Dread Ball was, unsurprisingly, a prominent feature. Mantic clearly have big plans, with four supplements outlined and, thanks to Kickstarter, largely funded. The intent is for the first three to introduce new teams, before the fourth "Dread Ball" extreme introduces the illegal "street" version of the game. This sounds genuinely fascinating as the teams will not have fixed rosters, but instead be recruited game to game by shadowy "backers". These backers can potentially hire any kind of player, but will get significant bonuses to certain types depending on their background, so an alien ambassador will get cheap aliens, a mad scientist cheap mutants and genetic modification. Overal, it sounds like the intent is to create a much broader game than Blood Bowl and Mantic may have the resources and enthusiasm to really run with the content.

Kings of War and Warpath also got their share of attention. Warpath has gone a bit quiet of late, but Ronnie let slip his intent to produce cheap plastic vehicle and plane kits (he thought £12 was about right for a hard plastic tank) and that he wants it to be quick and easy to play with large numbers of models. On the Kings of War front, he made it clear that there are three principal poles in the Mantica world, Good, Evil and Nature. The latter would be represented by druids and elementals. We have already seen the archetypal good army in the planned human Paladins, Battle Sisters and Angels.

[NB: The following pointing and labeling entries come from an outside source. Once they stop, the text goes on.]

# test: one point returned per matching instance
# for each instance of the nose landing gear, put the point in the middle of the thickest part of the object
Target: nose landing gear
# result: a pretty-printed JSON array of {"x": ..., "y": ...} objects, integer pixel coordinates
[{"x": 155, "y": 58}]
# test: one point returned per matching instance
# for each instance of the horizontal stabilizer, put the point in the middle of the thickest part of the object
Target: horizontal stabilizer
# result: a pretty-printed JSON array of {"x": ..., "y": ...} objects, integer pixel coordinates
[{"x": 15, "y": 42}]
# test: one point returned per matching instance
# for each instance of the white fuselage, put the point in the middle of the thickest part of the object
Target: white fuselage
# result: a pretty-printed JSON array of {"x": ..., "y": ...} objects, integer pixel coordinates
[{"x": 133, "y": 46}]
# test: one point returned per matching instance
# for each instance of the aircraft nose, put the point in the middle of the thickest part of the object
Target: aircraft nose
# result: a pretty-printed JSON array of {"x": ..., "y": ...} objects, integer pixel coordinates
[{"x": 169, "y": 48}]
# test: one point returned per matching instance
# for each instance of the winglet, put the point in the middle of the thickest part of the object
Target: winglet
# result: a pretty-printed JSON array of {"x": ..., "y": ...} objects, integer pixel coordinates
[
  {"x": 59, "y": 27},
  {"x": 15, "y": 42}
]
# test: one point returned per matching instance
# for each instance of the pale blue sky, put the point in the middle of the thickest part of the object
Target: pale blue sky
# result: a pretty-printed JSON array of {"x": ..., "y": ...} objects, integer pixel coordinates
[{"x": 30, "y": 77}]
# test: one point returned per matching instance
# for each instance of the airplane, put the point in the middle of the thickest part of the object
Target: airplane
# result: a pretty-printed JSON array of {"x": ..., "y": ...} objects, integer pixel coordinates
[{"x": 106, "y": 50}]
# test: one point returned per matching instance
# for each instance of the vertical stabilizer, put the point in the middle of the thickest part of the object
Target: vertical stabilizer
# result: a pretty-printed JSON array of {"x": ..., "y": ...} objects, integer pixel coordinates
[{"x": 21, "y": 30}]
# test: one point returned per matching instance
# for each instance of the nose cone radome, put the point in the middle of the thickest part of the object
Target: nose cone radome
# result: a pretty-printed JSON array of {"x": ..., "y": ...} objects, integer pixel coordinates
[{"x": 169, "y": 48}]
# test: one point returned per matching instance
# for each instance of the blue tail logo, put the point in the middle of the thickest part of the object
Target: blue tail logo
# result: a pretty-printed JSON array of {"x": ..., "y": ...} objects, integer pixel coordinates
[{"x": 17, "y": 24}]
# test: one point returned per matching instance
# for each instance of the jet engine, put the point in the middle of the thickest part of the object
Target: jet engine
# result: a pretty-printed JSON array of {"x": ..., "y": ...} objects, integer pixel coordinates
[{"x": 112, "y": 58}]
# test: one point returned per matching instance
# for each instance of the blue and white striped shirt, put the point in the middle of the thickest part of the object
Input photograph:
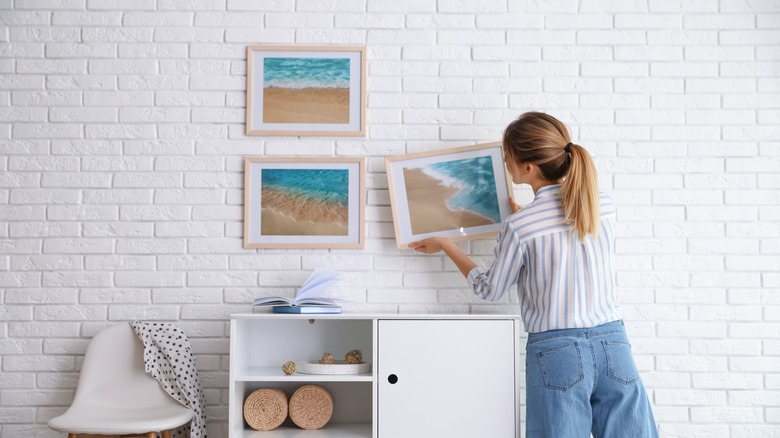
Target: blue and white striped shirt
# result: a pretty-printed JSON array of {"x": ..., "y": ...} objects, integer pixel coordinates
[{"x": 562, "y": 282}]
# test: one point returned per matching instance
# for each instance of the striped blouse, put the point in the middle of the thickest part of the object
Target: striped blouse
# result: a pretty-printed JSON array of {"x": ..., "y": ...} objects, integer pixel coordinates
[{"x": 562, "y": 282}]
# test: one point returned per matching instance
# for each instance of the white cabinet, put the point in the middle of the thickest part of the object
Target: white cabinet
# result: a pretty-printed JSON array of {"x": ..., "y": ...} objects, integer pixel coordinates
[{"x": 452, "y": 375}]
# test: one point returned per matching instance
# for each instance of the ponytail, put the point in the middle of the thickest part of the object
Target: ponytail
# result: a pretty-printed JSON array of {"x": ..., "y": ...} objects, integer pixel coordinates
[
  {"x": 580, "y": 193},
  {"x": 543, "y": 140}
]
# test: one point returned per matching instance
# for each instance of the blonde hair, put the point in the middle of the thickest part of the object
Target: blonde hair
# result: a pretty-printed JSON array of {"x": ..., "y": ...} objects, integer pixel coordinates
[{"x": 543, "y": 140}]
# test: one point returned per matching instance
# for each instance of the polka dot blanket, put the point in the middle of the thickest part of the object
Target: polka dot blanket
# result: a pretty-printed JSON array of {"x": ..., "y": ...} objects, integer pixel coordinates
[{"x": 168, "y": 358}]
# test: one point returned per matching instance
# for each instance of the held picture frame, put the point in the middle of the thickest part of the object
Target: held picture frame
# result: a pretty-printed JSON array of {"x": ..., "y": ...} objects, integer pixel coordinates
[
  {"x": 296, "y": 202},
  {"x": 306, "y": 90},
  {"x": 461, "y": 193}
]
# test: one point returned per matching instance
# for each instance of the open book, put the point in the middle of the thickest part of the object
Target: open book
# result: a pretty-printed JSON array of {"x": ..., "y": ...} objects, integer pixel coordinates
[{"x": 309, "y": 294}]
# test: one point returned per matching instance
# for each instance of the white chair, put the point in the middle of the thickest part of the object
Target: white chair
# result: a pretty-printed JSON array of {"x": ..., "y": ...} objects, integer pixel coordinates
[{"x": 115, "y": 396}]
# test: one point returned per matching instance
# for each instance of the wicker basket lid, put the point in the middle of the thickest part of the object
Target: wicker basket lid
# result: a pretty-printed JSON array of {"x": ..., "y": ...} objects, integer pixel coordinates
[
  {"x": 265, "y": 409},
  {"x": 311, "y": 407}
]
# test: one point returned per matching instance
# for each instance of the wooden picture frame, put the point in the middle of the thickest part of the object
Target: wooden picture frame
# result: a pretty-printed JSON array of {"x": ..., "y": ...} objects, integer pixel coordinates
[
  {"x": 306, "y": 90},
  {"x": 304, "y": 202},
  {"x": 461, "y": 193}
]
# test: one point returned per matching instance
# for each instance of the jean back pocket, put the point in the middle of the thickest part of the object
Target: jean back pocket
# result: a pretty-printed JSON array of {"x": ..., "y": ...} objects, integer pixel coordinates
[
  {"x": 561, "y": 366},
  {"x": 620, "y": 362}
]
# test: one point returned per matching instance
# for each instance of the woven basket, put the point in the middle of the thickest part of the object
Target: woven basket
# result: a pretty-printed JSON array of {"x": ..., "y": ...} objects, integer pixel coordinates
[
  {"x": 265, "y": 409},
  {"x": 311, "y": 407}
]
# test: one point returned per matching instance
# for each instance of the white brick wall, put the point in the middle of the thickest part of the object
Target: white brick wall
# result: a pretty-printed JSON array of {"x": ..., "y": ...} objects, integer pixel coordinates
[{"x": 122, "y": 143}]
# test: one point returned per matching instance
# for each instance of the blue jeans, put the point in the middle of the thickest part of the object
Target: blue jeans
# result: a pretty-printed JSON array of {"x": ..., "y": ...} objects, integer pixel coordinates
[{"x": 583, "y": 381}]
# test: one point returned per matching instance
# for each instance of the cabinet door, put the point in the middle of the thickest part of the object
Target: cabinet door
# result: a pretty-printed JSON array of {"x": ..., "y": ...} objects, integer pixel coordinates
[{"x": 453, "y": 378}]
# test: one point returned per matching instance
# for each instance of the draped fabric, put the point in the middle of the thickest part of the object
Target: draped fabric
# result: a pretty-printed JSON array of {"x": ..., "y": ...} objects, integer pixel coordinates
[{"x": 168, "y": 358}]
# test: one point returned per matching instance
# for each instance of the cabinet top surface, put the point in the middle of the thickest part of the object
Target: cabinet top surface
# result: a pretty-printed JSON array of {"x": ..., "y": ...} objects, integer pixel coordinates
[{"x": 371, "y": 316}]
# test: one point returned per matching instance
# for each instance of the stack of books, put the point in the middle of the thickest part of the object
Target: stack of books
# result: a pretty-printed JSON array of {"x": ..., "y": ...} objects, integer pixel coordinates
[{"x": 308, "y": 299}]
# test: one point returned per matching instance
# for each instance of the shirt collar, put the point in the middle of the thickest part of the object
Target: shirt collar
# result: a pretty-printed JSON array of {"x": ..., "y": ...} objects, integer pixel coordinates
[{"x": 548, "y": 191}]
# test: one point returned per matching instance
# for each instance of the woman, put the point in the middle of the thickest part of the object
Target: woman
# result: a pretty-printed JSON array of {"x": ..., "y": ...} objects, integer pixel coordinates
[{"x": 559, "y": 250}]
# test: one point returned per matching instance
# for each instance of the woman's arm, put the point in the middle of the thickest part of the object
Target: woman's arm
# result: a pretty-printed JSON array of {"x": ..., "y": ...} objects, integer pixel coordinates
[{"x": 435, "y": 244}]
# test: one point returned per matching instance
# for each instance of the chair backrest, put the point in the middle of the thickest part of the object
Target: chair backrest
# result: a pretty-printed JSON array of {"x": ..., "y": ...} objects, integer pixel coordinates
[{"x": 114, "y": 366}]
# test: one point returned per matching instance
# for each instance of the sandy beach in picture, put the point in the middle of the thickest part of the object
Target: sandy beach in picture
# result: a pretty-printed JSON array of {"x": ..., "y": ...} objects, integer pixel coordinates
[
  {"x": 427, "y": 198},
  {"x": 305, "y": 105},
  {"x": 306, "y": 90}
]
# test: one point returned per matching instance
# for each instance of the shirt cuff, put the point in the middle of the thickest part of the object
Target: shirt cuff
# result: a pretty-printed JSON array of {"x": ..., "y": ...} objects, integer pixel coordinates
[{"x": 473, "y": 274}]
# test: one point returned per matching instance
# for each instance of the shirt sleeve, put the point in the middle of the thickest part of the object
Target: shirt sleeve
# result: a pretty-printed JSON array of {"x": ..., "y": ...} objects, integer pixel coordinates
[{"x": 491, "y": 284}]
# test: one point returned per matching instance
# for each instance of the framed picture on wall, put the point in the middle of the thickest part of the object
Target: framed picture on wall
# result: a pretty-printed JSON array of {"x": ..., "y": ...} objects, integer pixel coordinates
[
  {"x": 462, "y": 193},
  {"x": 304, "y": 202},
  {"x": 306, "y": 90}
]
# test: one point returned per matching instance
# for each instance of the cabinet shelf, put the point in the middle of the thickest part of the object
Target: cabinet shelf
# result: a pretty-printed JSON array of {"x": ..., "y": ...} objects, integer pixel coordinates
[
  {"x": 275, "y": 374},
  {"x": 332, "y": 430},
  {"x": 412, "y": 371}
]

The plan is also to produce an army of demons which will be more Satanic and Diabolic rather than Chaotic. Though what this will entail remains to be seen. Having covered the main fantasy archetypes (plus Abyssal Dwarves which appear to be a case of trolling Games Workshop for a laugh), Mantic now appear to be moving on to some distinctive and interesting creations of their own.

So not a big day, but an enjoyable one and one plentiful access to the movers and shakers and a refreshing willingness to actually provide us with information.